Audio By Carbonatix
Chairman of the Constitutional Review Committee (CRC), Professor H. Kwasi Prempeh, has questioned the rationale behind the compulsory retirement of university lecturers at age 60, arguing that the policy is inconsistent with current practice and does not reflect the realities of academic work.
According to him, many lecturers who retire at 60 are often re-engaged as consultants or contract staff, raising questions about why they cannot be allowed to work continuously until age 70 or even 80 if they remain mentally fit and productive.
Speaking in an interview with Accra-based TV3 after the CRC presented its final report to President John Dramani Mahama, Prof. Prempeh said the committee is proposing the removal of the fixed retirement age from the 1992 Constitution to allow greater flexibility.
“Our judges retire at 65 or 70, so why must university lecturers, some of whom are still very sharp, be forced to retire at 60?” he asked.
“Some are not even in their prime yet.”
He explained that the committee’s recommendation is informed by the need to give institutions such as universities the discretion to retain experienced faculty where necessary, rather than relying on short-term re-engagements that everyone acknowledges are inefficient.

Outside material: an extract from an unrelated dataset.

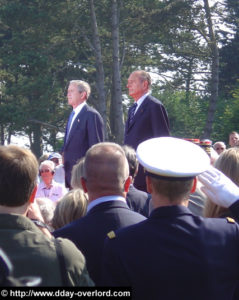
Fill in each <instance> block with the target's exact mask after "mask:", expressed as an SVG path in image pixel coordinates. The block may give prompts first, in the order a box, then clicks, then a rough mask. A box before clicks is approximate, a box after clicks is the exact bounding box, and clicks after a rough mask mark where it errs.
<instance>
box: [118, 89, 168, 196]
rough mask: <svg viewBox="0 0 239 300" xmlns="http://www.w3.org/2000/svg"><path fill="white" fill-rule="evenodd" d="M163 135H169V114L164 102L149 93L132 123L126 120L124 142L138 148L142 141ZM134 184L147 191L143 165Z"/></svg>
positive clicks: (145, 191)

“Let them work to 70,” he said, noting that retirement age should not be treated as an employment valve.
“The 80-year-old who leaves the classroom is not automatically replaced by a younger person looking for a job. It doesn’t work that way.”
Prof Prempeh also rejected the argument that older academics must exit to create space for younger ones, describing that reasoning as overly simplistic and disconnected from how employment mobility actually functions.